Epic poems typically begin in the middle of an extended action, or to use the Latin term, in medias res, which enables the audience (who originally listened to the poem, rather than reading it) to become immediately engaged in the plot without sitting through a lot of backstory. The poem uses different methods to explain previous events in the timeline of the plot, often via recollections from characters or explanations from the gods. The Odyssey begins in a moment of crisis in Odysseus’s hometown of Ithaca, where suitors are running amok in Odysseus’s house and pestering his wife, Penelope, to remarry. As Odysseus’s son, Telemachus, learns what happened to his father during the Trojan War, the poem’s audience hears about events that are not directly relevant to the story of Odysseus. While outside of the main action of the poem, these interludes fill in the details of the story that come before the beginning of the poem, allowing Homer to tell a much broader story in a plot that spans a relatively short period of time.

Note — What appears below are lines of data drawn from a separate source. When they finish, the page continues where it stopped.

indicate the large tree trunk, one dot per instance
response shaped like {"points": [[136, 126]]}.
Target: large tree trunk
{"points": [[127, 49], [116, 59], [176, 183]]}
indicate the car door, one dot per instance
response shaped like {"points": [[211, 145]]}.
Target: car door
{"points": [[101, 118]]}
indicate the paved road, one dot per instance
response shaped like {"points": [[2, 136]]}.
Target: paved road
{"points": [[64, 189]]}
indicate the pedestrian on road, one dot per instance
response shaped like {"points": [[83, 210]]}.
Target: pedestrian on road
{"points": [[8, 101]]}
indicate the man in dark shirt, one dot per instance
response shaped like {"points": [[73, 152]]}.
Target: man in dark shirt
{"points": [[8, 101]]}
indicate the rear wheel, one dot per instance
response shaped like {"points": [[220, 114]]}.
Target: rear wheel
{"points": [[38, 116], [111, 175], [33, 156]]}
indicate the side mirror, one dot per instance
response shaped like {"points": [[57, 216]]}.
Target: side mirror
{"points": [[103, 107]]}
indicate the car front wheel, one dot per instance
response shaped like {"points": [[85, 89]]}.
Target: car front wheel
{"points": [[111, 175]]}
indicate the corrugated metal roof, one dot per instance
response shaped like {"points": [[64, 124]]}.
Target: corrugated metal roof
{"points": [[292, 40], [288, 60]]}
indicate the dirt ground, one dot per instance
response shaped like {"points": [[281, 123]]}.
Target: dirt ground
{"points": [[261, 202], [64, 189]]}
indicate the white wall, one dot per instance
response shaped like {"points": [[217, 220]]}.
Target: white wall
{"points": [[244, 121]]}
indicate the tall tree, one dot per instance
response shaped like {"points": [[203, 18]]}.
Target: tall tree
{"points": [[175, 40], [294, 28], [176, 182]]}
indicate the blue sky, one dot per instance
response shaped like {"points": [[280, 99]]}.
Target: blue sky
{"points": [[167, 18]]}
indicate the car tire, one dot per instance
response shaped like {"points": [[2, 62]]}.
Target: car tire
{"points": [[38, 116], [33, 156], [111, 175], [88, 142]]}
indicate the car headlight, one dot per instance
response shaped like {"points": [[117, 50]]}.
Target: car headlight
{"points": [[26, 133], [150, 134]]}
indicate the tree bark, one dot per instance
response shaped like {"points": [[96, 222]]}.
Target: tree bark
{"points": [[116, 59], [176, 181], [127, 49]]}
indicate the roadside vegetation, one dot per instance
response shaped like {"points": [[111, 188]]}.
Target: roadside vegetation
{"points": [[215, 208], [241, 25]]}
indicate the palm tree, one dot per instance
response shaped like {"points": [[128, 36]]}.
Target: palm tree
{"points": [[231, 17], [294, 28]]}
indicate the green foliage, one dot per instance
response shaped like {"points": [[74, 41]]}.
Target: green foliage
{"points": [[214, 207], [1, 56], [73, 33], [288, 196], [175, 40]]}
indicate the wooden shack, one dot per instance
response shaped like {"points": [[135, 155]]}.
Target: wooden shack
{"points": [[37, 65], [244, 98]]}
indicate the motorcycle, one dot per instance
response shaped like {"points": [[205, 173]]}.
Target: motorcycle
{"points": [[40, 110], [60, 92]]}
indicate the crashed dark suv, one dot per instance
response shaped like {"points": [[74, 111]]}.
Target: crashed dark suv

The protagonists of epic poems exemplify values important to the poet’s culture, expanding the poems from a simple adventure story to a reinforcement of cultural ideals. For the Greeks of Homer’s time, hospitality was a chief virtue. Their most powerful god, Zeus, is described by Odysseus as the god of strangers, who “guards all guests and suppliants.” Odysseus judges the various communities that he encounters at sea by whether they are “violent, savage, lawless? Or friendly to strangers, god-fearing men?” Over the course of his journey Odysseus receives hospitality in the form of food, shelter, and gifts from the Phaeacians, and he erroneously assumes Cyclops will extend him the same goodwill when he eats all of Cyclops’s cheese. (He’s wrong.) Meanwhile, back at Ithaca, the suitors exploit Odysseus’s hospitality by slaughtering his livestock and drinking all his wine. In this way, the poem reinforces the cultural importance of being both a good guest and a good host. Ancient Greeks also prized intelligence and physical ability. Odysseus uses a combination of wit and strength to overcome the obstacles thrown in his path. In this way, through Odysseus’s adventures, Homer describes the heroic values of hospitality, cunning, and bravery prized by the Greek society that was the original audience of the poem.